Communication In The Health Team

Communication is the exchange of information- a message sent is received and interpreted by the intended person. Words must have the same meaning for both the sender and the receiver of the message. Try to avoid words with more than one meaning. Use familiar words when communicating. Try to be brief and concise. Do not add unrelated or unneeded information. You must stay on the subject, avoid wondering in thought, and not get wordy. Being brief and concise reduces the possibility of omitting important details.

Give information in a logical and orderly manner. Organize your thoughts so you can present them logically and in sequence. Think about what happened step by step.

Present facts and specific when giving information. Give the receiver a clear picture of what you are communicating.

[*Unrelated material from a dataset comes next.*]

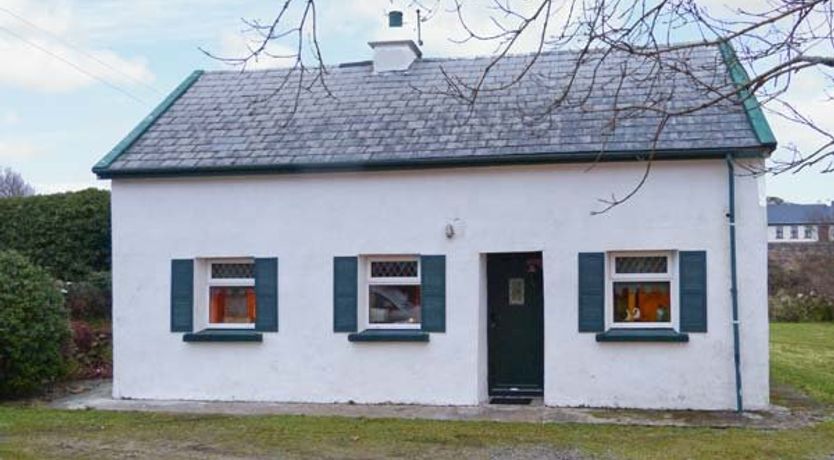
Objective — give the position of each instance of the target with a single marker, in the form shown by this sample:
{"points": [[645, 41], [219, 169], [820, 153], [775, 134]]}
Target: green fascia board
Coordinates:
{"points": [[756, 151], [146, 123], [752, 108], [389, 335], [223, 335], [642, 335]]}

The Medical Record (chart) is a written account of a person’s illness and responses to treatment and care.

It provides a way for the health team to communicate information about the person. The record is permanent and can be retrieved years later if the person’s health history is needed.

The record is a legal document. It can be used in court as evidence of the person’s problems, treatment, and care.

The record has many forms organized into sections for easy use. Each page is stamped with the person’s name, room number, and other identifying information. This helps prevent errors and improper placement of records.

The record includes:
– history
– physical examination results
– doctor’s orders
– doctor’s progress notes
– graphic sheet
– x-ray examination reports
– IV therapy record
– respiratory therapy record
– consultation reports
– surgery and anesthesia report
– admission sheet
– other reports (e.g., physical therapy, occupational therapy, speech therapy)
– special consents

Health team members record information on the forms for their department and service. The information is read by other health team members who need to know the care provided and the person’s response.

Each agency has policies about the contents of medical records and who has access to them. Policies state how often to make recordings and who records on the specific forms. Policies address acceptable abbreviations, how to correct errors, the color of ink to use, and how to sign entries.

You need to know your agency policies. All professional involved in the person’s care have access to the medical record. Those not directly involved usually cannot review the person’s record.

If you have access to medical records, you must keep the information confidential. This is an ethical and legal responsibility.